Monsieur le Premier ministre, vous accordez dans votre discours une grande importance à la police et aux forces de l'ordre. Je veux vous dire qu'avoir un débat national sur les rapports entre État, police, justice et citoyens est salutaire pour notre État de droit. (Applaudissements sur quelques bancs.)

M. le président. La parole est à M. le ministre de l'intérieur.

M. Bernard Cazeneuve, ministre de l'intérieur. Monsieur le député, dans le contexte particulier que traverse notre pays, qui est le théâtre d'emportements, d'antagonismes et de fractures, je n'aspire qu'à une chose : le respect. Or, le respect commence par la reconnaissance du travail que font les forces de l'ordre pour assurer la protection des Français dans un contexte extrêmement difficile. (Applaudissements sur plusieurs bancs du groupe socialiste, écologiste et républicain, et sur les bancs du groupe Les Républicains et du groupe de l'Union des démocrates et indépendants.)

M. Joël Giraud. Très bien !

M. Bernard Cazeneuve, ministre. Bien entendu, en tant que ministre de l'intérieur, je souhaite, et j'en fais mon premier devoir, qu'il puisse être rendu compte de chaque sujet sur lequel on nous interpelle. Ce que je ne peux cependant plus accepter, et je vous le dis sans énervement et avec la plus grande franchise, c'est la mise en cause permanente, à longueur de semaine, du travail accompli par les forces de l'ordre (Mêmes mouvements.) ; c'est prôner la théorie selon laquelle la violence est consubstantielle à la police, sans que jamais il n'y ait un mot pour ces policiers qui portent l'uniforme, qui assurent la protection de lieux de culte, qui assurent la protection des Français,…

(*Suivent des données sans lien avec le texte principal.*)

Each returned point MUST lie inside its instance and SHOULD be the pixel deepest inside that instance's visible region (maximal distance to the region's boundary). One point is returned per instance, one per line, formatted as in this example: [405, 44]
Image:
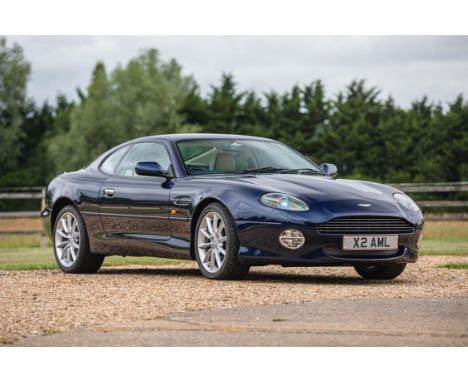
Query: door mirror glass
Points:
[329, 169]
[150, 169]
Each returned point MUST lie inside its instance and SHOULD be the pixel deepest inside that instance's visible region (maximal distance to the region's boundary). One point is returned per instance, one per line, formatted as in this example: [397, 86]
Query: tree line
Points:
[366, 136]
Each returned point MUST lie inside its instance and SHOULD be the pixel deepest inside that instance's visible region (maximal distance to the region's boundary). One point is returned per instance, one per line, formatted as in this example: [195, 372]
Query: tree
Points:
[14, 74]
[143, 98]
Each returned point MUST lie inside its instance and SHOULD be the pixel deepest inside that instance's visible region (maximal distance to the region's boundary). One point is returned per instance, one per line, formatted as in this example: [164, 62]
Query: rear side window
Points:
[111, 162]
[143, 152]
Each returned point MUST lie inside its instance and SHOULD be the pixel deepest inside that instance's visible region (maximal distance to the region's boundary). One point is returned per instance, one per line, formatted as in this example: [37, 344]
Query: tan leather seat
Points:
[225, 162]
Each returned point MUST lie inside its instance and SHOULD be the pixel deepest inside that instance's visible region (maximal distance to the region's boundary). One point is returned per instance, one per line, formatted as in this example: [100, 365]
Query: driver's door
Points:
[134, 206]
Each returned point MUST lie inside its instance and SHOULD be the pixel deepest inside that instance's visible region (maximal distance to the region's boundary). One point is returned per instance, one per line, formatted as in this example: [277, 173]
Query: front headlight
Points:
[406, 201]
[283, 202]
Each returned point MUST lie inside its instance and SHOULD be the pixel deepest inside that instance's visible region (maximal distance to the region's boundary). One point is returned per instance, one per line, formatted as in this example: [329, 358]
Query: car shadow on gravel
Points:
[257, 276]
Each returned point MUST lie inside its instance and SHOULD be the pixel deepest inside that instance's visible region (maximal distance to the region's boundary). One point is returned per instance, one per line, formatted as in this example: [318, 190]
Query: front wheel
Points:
[217, 244]
[380, 272]
[71, 244]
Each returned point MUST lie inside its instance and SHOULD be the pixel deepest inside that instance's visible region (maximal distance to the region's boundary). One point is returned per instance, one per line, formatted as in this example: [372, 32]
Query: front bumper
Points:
[260, 246]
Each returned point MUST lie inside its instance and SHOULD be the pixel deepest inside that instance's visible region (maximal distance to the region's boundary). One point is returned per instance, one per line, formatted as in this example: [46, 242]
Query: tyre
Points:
[217, 244]
[71, 244]
[380, 272]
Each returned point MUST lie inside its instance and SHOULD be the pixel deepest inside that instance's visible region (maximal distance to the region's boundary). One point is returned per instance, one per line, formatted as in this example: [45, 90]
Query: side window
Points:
[109, 164]
[143, 152]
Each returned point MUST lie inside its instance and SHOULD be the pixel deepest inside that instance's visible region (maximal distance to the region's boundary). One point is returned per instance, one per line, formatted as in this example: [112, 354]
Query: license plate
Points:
[370, 243]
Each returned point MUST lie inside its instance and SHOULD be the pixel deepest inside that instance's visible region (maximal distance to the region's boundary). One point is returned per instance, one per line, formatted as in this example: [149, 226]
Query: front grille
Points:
[365, 224]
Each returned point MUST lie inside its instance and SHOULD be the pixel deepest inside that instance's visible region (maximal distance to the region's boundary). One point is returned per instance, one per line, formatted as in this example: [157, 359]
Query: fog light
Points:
[291, 239]
[418, 242]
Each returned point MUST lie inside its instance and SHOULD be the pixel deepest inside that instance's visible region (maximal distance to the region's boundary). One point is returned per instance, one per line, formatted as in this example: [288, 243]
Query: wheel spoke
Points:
[62, 244]
[218, 260]
[205, 245]
[72, 253]
[207, 257]
[205, 233]
[64, 253]
[212, 261]
[209, 225]
[64, 225]
[63, 234]
[69, 223]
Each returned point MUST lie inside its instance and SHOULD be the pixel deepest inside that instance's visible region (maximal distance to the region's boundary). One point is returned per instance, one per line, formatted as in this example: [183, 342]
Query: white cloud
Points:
[405, 67]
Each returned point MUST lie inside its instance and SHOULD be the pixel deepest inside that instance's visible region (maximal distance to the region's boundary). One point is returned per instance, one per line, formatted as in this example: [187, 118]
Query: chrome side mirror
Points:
[329, 169]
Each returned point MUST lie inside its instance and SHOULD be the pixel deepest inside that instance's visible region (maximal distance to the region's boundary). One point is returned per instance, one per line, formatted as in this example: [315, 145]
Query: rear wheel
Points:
[380, 272]
[71, 244]
[217, 244]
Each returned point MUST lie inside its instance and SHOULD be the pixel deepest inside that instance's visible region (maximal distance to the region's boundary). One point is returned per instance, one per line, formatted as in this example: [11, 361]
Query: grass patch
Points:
[444, 247]
[23, 252]
[21, 241]
[27, 259]
[455, 266]
[446, 231]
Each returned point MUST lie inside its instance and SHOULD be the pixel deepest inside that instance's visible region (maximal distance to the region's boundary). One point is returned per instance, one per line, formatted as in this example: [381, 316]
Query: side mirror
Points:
[150, 169]
[329, 169]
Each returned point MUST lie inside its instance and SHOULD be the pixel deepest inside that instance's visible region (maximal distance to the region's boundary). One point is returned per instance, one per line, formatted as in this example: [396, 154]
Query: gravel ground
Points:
[47, 302]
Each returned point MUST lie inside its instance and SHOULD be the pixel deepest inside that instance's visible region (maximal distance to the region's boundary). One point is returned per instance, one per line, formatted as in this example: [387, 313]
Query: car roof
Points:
[183, 137]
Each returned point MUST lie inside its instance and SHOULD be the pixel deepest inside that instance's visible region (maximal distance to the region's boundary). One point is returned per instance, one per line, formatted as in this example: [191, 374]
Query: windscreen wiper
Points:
[300, 170]
[262, 170]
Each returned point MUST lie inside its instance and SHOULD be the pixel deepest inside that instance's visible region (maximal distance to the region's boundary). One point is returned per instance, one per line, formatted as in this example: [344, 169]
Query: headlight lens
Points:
[406, 202]
[283, 202]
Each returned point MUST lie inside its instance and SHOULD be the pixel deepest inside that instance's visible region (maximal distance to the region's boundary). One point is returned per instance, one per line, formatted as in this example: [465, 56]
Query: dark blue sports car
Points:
[228, 202]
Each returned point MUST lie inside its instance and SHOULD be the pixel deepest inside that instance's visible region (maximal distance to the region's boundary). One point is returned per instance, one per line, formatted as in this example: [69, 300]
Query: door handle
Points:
[109, 192]
[182, 200]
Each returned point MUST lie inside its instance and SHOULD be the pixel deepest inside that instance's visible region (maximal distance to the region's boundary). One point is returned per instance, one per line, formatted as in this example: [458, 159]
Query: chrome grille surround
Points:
[365, 225]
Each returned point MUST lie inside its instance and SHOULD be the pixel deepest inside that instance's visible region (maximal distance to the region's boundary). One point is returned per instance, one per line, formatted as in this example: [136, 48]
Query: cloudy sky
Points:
[405, 67]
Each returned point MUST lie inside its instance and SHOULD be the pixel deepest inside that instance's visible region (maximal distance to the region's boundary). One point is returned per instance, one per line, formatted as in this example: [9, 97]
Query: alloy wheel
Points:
[212, 241]
[67, 239]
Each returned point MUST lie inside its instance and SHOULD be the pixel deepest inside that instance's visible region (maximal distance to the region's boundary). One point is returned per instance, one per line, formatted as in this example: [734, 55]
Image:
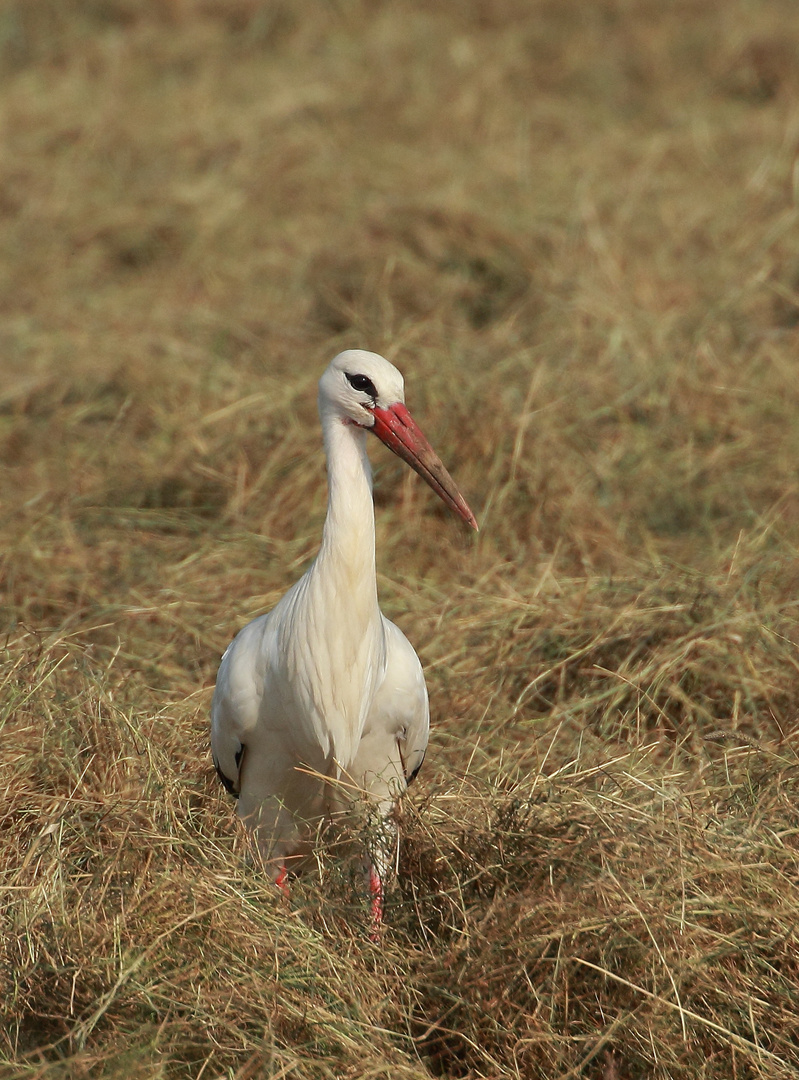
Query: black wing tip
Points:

M. Pierre Lellouche. Très bien !

M. Bernard Cazeneuve, ministre. …et dont un certain nombre sont aujourd'hui hospitalisés et souffrent le martyre après avoir été atteints dans les conditions abjectes que l'on sait. (Mêmes mouvements.)

Je demande donc pour eux, parce qu'ils le méritent, comme les gendarmes qui ont été agressés en Nouvelle-Calédonie, qu'on puisse dire une chose simple : que ces agressions sont inacceptables et que les policiers et les gendarmes de France, en raison de l'uniforme qu'ils portent, sont attachés aux valeurs de la République et à l'État de droit plus que tout autre, parce qu'ils savent ce que signifie l'abandon de ces principes, lequel se traduit par une violence à leur encontre. (Applaudissements sur plusieurs bancs du groupe socialiste, écologiste et républicain, et sur les bancs du groupe Les Républicains et du groupe de l'Union des démocrates et indépendants.)

Monsieur le député, l'inspection générale de la police nationale et l'inspection générale de la gendarmerie nationale sont saisies à chaque fois que se présente un sujet du type de celui que vous évoquez. Et chaque fois que des tragédies se produisent, que des violences sont constatées, nous faisons en sorte que la vérité soit établie, car c'est aussi l'honneur de la police et du ministère de l'intérieur de le faire. J'appelle donc à abandonner les postures, à cesser de dresser les uns contre les autres, j'appelle à se respecter les uns les autres. (Applaudissements sur de nombreux bancs du groupe socialiste, écologiste et républicain, et sur les bancs du groupe Les Républicains et du groupe de l'Union des démocrates et indépendants.)